The images of (1) function f(x) and its inverse function f- 1(x) are symmetric about the straight line y=x;
(2) The [necessary and sufficient condition] that a function has an inverse function is that the [domain] and [range] of the function are [one-to-one mapping;
(3) The function and its inverse function are monotonous in the corresponding interval;
(4) Most [even-numbered functions] have no inverse function (when the function y=f(x), the domain is {0}, and f(x)=C (where c is a constant), the function f(x) is even and has an inverse function, and the domain of the inverse function is {C} and the range is {0}). [odd function] There is not necessarily an inverse function. When it is cut by a straight line perpendicular to the Y axis, it can pass through two or more points, that is, there is no inverse function. If a [odd function] has an inverse function, its inverse function is also odd function.
(5) The monotonicity of continuous functions is consistent in the corresponding interval;
(6) The strict increase (decrease) function must have the inverse function of strict increase (decrease);
(7) Inverse functions are mutually unique;
(8) The corresponding rules of opposites between [domain] and [scope] are reciprocal (three opposites);
(9) the [derivative] relation of the inverse function: if x=f(y) is strictly monotonic and differentiable in the open interval I, and f'(y)≠0, then its inverse function y=f-1 (x) is in the interval S = {x | x = f (y), y.
(10) The inverse function of y = x is itself.
Basic elementary functions include power function, exponential function, logarithmic function, trigonometric function, inverse trigonometric function and constant function.
Generally speaking, a function in the form of y=x α (α is a rational number), that is, a function with the base as the independent variable, the power as the dependent variable and the exponent as the constant is called a power function. For example, functions y = x 0, y = x1,y = x 2, y=x-1 (Note: x = x-1=1/x y = x 0,
The image of power function must be in the first quadrant, not in the fourth quadrant. Whether it is in the second quadrant or the third quadrant depends on the parity of the function. The power function image can only be in two quadrants at the same time; If the power function image intersects the coordinate axis, the intersection must be the origin.
When α >; 0, the power function y=x α has the following properties:
A, the images all pass through the point (1,1) (0,0);
B, the function in the image is the increasing function in the interval [0, +∞);
C, in the first quadrant, α >; 1, the derivative value increases gradually; When α= 1, the derivative is constant; 0 & ltα& lt; 1, the derivative value gradually decreases and approaches 0;
When α
A, the images all pass through the point (1,1);
B, the image is a decreasing function in the interval (0, +∞); (Content supplement: If it is X -2, it is easy to get that it is an even function. Using symmetry, the symmetry axis is the Y axis, and the image can be monotonically increased in the interval (-∞, 0). The same is true for other even functions)
C, in the first quadrant, there are two asymptotes (coordinate axes), the independent variable approaches 0, the function value approaches +∞, the independent variable approaches +∞, and the function value approaches 0.

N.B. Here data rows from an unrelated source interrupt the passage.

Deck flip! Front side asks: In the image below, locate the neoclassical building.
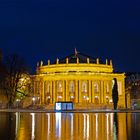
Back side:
[34,52,129,108]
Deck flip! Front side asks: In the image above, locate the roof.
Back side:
[54,52,103,64]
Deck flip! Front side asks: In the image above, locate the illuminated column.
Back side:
[75,80,79,103]
[88,80,92,103]
[42,81,44,104]
[79,80,83,103]
[91,80,94,103]
[65,80,69,101]
[49,81,53,104]
[52,81,56,103]
[62,80,66,101]
[99,81,104,103]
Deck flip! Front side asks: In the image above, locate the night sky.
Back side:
[0,0,140,72]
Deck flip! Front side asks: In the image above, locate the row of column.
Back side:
[36,80,112,104]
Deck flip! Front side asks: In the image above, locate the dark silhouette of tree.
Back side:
[2,54,29,107]
[113,112,118,140]
[112,78,118,110]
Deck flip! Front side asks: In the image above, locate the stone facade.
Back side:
[33,53,126,108]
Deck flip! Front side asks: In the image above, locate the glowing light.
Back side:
[31,113,35,140]
[95,96,98,98]
[32,97,35,101]
[56,103,61,111]
[106,113,109,140]
[83,96,86,99]
[15,112,20,135]
[55,113,61,138]
[95,113,98,140]
[47,113,50,139]
[106,96,108,99]
[48,96,51,99]
[109,99,113,103]
[58,96,62,99]
[83,114,89,139]
[70,96,74,99]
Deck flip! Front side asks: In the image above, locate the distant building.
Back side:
[125,72,140,99]
[34,50,126,108]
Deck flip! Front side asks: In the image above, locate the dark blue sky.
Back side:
[0,0,140,72]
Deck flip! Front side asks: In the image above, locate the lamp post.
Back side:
[32,97,35,106]
[16,99,20,108]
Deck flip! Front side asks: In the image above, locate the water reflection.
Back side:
[113,113,118,140]
[0,113,140,140]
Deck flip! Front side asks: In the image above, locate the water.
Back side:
[0,113,140,140]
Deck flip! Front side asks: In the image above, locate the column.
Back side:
[52,81,56,103]
[41,81,44,104]
[75,80,79,103]
[79,80,82,103]
[49,81,53,104]
[100,81,104,103]
[91,80,94,103]
[65,80,70,101]
[62,80,66,101]
[88,80,92,103]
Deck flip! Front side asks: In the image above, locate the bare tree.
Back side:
[3,54,29,107]
[112,78,119,110]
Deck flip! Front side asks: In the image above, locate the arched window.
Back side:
[57,81,62,92]
[94,82,99,93]
[94,96,99,104]
[106,83,109,93]
[47,82,50,93]
[69,81,75,92]
[82,81,87,92]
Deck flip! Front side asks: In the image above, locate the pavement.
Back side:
[0,108,140,113]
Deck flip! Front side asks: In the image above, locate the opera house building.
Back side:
[34,52,128,108]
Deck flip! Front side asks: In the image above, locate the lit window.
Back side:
[94,82,99,93]
[47,83,50,93]
[57,81,62,92]
[106,83,109,93]
[117,81,122,95]
[82,81,87,92]
[69,81,75,92]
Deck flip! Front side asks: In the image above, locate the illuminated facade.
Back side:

When α=0, the power function y=x a has the following properties:
An image with a and y = x 0 is a straight line with y= 1 minus a point (0, 1). Its image is not a straight line.
Generally speaking, the function of y = a x (a is constant and a >;; 0, a≠ 1) is called exponential function, and the domain of the function is r, and the range of values for all exponential functions is (0, +∞).
Exponential function is an important function in mathematics. This function applied to the value e is written as exp( x). It can also be equivalently written as e x, where e is a mathematical constant and the base of natural logarithm, which is approximately equal to 2.7 1828 1828, also known as Euler number.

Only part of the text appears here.